This is the official PyTorch implementation of "VoxInstruct: Expressive Human Instruction-to-Speech Generation with Unified Multilingual Codec Language Modelling", accepted by ACM MM2024 as Oral.

Demopage is available at: VoxInstruct Demo

In this repository, we provide the VoxInstruct model, inference scripts, and the checkpoint that has been trained on the internal large-scale <instruction, speech> dataset.

Installation

You can install the necessary dependencies using the requirements.txt file with Python 3.9.18:

conda create -n voxinstruct python=3.9.18
pip install torch==2.3.0 torchvision==0.18.0 torchaudio==2.3.0 --index-url https://download.pytorch.org/whl/cu121
pip install -r requirements.txt

Due to storage limitations, we have saved the model checkpoints on Google Drive at https://drive.google.com/drive/folders/1LoVAnMiwAq4X-OI0U2UQJsIEs7G6o0L0?usp=sharing.

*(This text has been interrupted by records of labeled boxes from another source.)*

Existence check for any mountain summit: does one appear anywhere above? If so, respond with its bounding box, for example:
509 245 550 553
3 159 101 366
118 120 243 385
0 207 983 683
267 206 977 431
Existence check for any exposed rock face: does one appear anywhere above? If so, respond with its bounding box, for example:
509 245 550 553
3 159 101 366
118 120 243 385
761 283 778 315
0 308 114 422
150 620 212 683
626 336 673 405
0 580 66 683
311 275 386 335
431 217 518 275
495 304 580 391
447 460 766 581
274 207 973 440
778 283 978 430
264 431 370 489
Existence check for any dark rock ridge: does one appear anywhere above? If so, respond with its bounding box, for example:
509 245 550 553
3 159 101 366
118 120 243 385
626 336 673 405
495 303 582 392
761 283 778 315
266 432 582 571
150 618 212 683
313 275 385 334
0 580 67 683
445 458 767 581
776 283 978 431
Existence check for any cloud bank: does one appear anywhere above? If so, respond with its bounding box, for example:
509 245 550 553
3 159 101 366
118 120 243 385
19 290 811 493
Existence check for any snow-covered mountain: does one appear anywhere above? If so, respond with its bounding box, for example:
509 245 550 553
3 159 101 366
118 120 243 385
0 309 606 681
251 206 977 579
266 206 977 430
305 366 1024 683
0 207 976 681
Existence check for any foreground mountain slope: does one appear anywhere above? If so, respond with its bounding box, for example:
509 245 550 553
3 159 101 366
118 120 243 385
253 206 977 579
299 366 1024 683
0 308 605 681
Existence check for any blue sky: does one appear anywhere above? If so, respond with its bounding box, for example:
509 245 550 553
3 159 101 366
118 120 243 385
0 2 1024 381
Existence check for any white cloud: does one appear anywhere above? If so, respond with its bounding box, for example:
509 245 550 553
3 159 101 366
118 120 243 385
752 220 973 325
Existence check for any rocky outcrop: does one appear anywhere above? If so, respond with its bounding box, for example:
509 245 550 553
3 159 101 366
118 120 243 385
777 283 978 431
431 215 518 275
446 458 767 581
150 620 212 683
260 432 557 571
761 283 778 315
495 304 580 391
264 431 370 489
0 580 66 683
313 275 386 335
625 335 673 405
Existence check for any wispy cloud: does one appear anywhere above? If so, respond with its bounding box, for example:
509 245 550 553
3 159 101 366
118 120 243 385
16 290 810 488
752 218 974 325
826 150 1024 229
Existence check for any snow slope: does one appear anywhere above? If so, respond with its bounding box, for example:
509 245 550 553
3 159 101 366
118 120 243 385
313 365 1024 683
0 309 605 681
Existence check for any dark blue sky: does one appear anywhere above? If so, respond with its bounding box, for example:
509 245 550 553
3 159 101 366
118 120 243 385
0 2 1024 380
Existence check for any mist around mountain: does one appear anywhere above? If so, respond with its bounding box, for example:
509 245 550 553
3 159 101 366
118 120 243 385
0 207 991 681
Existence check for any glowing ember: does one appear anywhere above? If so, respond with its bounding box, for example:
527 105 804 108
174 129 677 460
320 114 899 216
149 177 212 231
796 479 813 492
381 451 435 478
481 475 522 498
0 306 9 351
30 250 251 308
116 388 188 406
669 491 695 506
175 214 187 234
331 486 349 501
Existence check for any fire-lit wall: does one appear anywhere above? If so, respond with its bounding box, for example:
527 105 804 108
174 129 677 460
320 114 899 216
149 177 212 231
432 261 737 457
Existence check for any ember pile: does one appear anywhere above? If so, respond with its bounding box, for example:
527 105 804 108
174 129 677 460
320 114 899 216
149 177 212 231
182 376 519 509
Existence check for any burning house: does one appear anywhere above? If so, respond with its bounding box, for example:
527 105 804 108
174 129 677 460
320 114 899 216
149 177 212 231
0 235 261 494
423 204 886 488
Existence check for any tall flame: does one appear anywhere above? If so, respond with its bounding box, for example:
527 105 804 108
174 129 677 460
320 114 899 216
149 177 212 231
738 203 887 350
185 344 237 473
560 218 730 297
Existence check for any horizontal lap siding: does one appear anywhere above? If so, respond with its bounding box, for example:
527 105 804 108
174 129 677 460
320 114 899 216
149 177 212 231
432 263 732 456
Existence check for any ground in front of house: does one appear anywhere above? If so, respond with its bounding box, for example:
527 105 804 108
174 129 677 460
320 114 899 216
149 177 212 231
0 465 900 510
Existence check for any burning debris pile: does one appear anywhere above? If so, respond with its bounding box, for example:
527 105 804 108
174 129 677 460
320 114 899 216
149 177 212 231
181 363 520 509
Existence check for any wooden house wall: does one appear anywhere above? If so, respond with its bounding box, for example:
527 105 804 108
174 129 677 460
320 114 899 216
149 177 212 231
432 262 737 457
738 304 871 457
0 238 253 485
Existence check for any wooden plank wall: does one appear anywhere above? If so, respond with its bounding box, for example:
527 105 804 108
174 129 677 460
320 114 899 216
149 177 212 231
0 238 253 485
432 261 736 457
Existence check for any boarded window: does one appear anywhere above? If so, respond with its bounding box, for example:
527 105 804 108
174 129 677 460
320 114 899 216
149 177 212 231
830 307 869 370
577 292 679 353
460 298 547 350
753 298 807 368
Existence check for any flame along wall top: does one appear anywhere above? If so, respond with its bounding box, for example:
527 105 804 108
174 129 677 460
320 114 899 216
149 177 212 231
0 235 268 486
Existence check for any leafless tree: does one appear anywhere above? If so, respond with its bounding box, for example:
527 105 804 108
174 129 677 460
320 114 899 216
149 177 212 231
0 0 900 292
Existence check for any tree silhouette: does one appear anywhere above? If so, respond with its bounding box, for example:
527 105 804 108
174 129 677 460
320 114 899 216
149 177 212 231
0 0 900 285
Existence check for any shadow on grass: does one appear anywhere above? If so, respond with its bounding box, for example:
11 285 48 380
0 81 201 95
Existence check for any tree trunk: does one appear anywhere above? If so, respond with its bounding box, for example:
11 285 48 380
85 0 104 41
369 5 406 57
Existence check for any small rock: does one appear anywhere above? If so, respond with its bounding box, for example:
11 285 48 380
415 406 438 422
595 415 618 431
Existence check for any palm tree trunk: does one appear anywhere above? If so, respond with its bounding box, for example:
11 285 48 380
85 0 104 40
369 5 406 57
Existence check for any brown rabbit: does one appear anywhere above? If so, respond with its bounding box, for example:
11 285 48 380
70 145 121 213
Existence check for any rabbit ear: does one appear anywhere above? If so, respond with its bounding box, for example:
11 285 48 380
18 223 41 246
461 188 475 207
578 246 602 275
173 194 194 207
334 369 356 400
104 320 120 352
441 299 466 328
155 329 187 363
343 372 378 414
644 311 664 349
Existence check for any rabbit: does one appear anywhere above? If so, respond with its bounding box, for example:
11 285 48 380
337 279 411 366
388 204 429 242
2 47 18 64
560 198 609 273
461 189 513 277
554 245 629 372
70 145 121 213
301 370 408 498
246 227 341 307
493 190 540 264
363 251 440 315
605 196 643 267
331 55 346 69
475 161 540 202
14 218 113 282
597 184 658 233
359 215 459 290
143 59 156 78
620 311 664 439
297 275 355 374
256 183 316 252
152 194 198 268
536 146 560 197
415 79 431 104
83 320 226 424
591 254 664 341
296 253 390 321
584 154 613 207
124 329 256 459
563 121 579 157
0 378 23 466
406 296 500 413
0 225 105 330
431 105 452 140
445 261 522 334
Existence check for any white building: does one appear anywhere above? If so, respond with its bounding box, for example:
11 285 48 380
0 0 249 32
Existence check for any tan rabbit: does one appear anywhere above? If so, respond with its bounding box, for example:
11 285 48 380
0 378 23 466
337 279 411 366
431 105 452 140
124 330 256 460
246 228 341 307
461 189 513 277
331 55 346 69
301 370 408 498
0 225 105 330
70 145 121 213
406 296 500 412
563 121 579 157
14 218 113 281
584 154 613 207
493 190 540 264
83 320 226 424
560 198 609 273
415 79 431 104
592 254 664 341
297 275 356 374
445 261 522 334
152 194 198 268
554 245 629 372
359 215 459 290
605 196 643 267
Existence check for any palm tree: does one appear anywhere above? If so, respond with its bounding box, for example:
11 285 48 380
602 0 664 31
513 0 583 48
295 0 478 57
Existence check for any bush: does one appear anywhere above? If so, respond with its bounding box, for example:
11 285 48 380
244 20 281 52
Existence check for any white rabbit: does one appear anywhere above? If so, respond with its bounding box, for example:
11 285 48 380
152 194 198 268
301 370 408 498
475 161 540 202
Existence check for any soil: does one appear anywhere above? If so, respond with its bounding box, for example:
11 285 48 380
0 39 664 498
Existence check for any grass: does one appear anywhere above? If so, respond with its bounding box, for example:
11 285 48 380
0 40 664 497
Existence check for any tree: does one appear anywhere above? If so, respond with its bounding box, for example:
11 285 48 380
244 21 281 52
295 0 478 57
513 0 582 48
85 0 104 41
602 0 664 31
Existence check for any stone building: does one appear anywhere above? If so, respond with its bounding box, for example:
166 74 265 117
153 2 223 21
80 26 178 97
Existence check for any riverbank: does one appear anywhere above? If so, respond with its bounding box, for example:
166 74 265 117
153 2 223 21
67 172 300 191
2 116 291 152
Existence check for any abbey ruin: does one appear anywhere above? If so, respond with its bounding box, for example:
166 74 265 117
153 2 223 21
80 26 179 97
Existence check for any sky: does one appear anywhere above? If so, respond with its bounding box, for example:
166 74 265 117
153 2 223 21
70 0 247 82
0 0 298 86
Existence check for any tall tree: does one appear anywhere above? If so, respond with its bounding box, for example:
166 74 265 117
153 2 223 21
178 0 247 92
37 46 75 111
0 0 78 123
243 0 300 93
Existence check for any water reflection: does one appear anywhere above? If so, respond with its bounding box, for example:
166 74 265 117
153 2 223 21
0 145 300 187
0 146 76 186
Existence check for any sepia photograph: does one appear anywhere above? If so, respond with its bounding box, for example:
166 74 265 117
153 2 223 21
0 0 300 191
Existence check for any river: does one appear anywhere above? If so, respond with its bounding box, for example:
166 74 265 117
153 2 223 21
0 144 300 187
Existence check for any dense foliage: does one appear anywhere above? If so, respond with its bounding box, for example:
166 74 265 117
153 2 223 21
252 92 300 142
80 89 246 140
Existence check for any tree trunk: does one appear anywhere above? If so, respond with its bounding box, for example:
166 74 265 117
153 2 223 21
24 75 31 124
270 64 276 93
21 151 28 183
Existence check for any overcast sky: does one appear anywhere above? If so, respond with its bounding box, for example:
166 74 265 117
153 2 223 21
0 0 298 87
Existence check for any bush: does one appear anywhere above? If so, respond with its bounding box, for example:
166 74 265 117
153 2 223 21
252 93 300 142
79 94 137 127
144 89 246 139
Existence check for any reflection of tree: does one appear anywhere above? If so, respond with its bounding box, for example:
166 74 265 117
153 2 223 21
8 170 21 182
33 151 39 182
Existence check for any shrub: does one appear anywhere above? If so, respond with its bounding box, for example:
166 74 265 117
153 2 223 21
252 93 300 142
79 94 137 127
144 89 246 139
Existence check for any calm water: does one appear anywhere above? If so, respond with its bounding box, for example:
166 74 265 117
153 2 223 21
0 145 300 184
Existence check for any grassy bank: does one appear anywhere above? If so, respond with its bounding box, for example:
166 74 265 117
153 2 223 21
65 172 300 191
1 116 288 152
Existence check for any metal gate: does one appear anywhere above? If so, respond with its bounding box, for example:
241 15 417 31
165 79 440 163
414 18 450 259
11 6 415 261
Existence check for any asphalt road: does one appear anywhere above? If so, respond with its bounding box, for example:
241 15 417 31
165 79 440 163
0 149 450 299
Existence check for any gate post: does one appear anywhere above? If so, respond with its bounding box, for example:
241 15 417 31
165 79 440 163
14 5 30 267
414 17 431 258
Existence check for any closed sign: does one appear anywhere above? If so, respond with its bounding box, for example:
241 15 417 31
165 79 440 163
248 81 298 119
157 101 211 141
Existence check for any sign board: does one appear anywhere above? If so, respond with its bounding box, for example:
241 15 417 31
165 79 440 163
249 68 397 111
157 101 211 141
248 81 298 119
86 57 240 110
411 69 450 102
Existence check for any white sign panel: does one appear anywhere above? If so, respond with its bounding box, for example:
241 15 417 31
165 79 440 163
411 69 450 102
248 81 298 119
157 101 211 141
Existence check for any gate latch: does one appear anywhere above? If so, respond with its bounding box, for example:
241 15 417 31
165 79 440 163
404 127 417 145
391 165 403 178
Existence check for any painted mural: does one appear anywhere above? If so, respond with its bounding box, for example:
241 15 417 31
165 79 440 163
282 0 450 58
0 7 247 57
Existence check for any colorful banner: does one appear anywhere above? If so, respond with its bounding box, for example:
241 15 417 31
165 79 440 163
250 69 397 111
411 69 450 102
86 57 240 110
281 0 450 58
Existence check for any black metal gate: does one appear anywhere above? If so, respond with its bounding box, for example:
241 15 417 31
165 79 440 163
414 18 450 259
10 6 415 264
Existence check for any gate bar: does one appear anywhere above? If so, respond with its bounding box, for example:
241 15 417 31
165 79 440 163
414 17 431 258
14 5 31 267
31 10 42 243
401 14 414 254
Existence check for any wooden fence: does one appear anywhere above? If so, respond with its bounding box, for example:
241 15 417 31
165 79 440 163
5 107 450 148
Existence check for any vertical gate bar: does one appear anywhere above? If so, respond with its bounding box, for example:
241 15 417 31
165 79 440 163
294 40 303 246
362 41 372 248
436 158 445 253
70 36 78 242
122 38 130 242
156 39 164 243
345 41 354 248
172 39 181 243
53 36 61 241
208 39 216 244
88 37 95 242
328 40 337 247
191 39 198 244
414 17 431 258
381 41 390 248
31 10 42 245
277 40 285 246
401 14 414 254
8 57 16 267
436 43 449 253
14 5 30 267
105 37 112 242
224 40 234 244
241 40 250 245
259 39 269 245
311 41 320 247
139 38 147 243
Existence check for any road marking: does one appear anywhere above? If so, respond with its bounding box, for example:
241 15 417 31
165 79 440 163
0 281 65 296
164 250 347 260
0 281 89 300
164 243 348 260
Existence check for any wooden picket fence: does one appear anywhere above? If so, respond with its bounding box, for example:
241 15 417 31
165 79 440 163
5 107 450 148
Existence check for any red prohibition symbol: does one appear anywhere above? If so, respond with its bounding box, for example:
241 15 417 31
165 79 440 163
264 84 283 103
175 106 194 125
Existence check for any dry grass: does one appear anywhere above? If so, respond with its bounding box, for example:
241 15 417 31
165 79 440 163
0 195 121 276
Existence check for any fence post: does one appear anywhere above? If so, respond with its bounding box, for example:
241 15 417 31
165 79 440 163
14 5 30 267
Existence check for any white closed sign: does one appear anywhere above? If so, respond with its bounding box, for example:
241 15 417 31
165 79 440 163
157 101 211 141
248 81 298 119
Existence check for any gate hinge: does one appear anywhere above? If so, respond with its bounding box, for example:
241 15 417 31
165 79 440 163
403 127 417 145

You can download the models and save them in the pretrained folder.

Inference

To run inference, firstly input your instructions at the examples/example_instructions.txt.

Each line in the file represents a sample to be generated, with the format as: <sample_name>|<lang_id>|<instruction_text>|<(optional)speech_prompt_path>.

<lang_id> indicates the pronunciation tendency of the synthesized speech (0 represents English, 1 represents Chinese). When using a speech prompt, the transcript of the speech prompt should be included in the content part of the instruction.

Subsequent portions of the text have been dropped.